Lately I’ve been investigating how Mozilla’s build and test system works (there’s a number of pieces that tend to have a pretty tight integration and I wanted to learn more). I asked developer Ben Hearsum and he kindly obliged. I’ve included the questions and information here in the hopes that others will be able to learn from it, as well.
There’s two critical components to Mozilla’s build and test infrastructure: Buildbot and Tinderbox – I was wondering if you could tell me about their relationship and integration.
Ben: I’d like to break this down a little bit more. Tinderbox consists of
two parts: Client and Server. The server is essentially just the Waterfall display. It sits on a server somewhere and reacts to incoming e-mail. The client is a set of scripts that knows how to do various interesting things (building, packaging, generating updates, etc) with Mozilla products.
Historically, builds are done on an infinite loop by tinderbox client, reporting back to the server at the start and end of each. It’s a completely stateless system; the client sends out a specifically formatted e-mail, and the server acts on it. Because of the simplicity of communicating with the tinderbox server we can use it as a display, with Buildbot driving the builds.
That is only direct communication between the two. In some cases Buildbot does some post-processing of logs to get Tinderbox to display things directly on the Waterfall (f.e., unit test pass/fail numbers).
At this point, Buildbot is responsible for driving almost all of the new build, unit test, and talos infrastructure we bring up. Right now, we’ll be sticking with Tinderbox as the main developer frontend. In the future we may want to present developers with the Buildbot Waterfall instead — but we’ve got some feature parity to address before that can happen.
How are unit tests integrated into the Buildbot and Tinderbox systems? How are different types of tests handled?
Ben: With the exception of reporting back to the Tinderbox server all of our unit test infrastructure is 100% Buildbot. (I’m not even sure tinderbox client can run unit tests, actually.) We’ve got custom Buildbot steps that run our various tests and parse the output. These classes deal with the different types of tests – how they run, how to parse the output they generate, etc.
Currently, unit test output is only available to the outside world via Tinderbox. It shows a quick pass/fail/skip for each test. Internally, we mostly watch the Buildbot Waterfall. For the curious, here’s what that looks like:
What if a developer wants to test out the implications of a patch before landing it and affecting all other developers?

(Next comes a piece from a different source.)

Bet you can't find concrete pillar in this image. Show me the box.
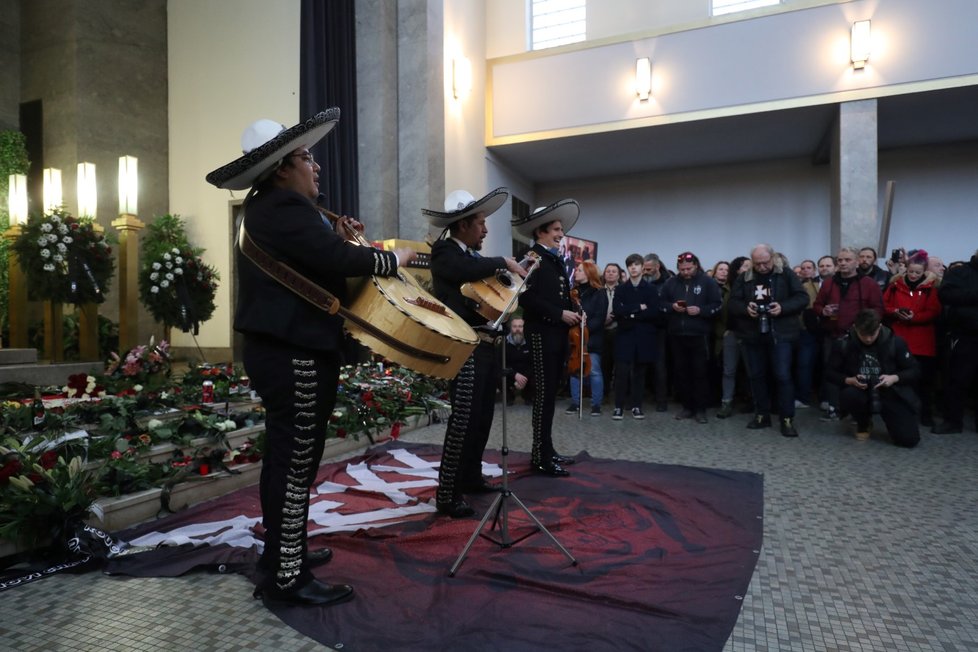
[20,0,169,344]
[830,99,880,251]
[356,0,445,240]
[0,2,20,130]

Ben: The Try Server is exactly what you want here. You can submit a patch to it (or a set of HG repositories, if you’re testing Mozilla2 code) – and have it compile, package, and upload a build for you. Recently, we added two new features: rudimentary Talos and a win32 symbol server. For instructions on how to use it swing by the wiki page.
Buildbot appears to be used all throughout the Mozilla infrastructure – is its use applicable to other projects?
Ben: It’s true, we use Buildbot a lot here. Off the top of my head we use
it for: Release Automation, Try Server, unit tests, Talos, misc. test infrastructure, l10n, and probably some things I’m unaware of. One of the great things about Buildbot is that it’s an active project with a healthy community. This is one of the reasons we want to move to it. It’s used by many different projects, including: Python, Twisted, KDE, WebKit, Subversion, OpenOffice, Gnome – to name a few.
Buildbot is built in a very extensible and customizable way. It’s relatively easy, even for a project like Mozilla (whose build system/process is quite odd) to start driving infrastructure with Buildbot.
Monitoring Tinderbox frequently serves as the heart of Mozilla development. What does this tool provide that makes it so important to developers?
Ben: Because developers still use the Tinderbox server as their source of information there isn’t currently much direct benefit to them – other than us Release Engineering folk having more time to do interesting things.
In the future we may want to give developers direct access to the Buildbot waterfall. This is where we can make developers’ lives easier. Ideally (depending on what features get implemented) we’d want to provide the following:
- The ability to trigger a clobber build from the web interface (no more CLOBBER files).
- Lots of different ways to display data (“give me the latest build from each builder”, “give me a list of builds from builder X”, etc).
- Build status via IM/RSS/E-Mail.
Specific to the try server
- Ability to stop a running build (useful when one platform fails quickly – you can save time by canceling the others).
- Ability to submit a patch directly from the Buildbot Waterfall.
I want to thank Ben for taking the time to answer these questions for me. I’ve been really impressed with Mozilla’s continuous integration set up – especially the use of Buildbot. I suspect that I’d like to have something similar set up for jQuery (doing automated testing, etc.) but a lot of work is still required to make that happen. At least it doesn’t look that hard to get started, which is quite important.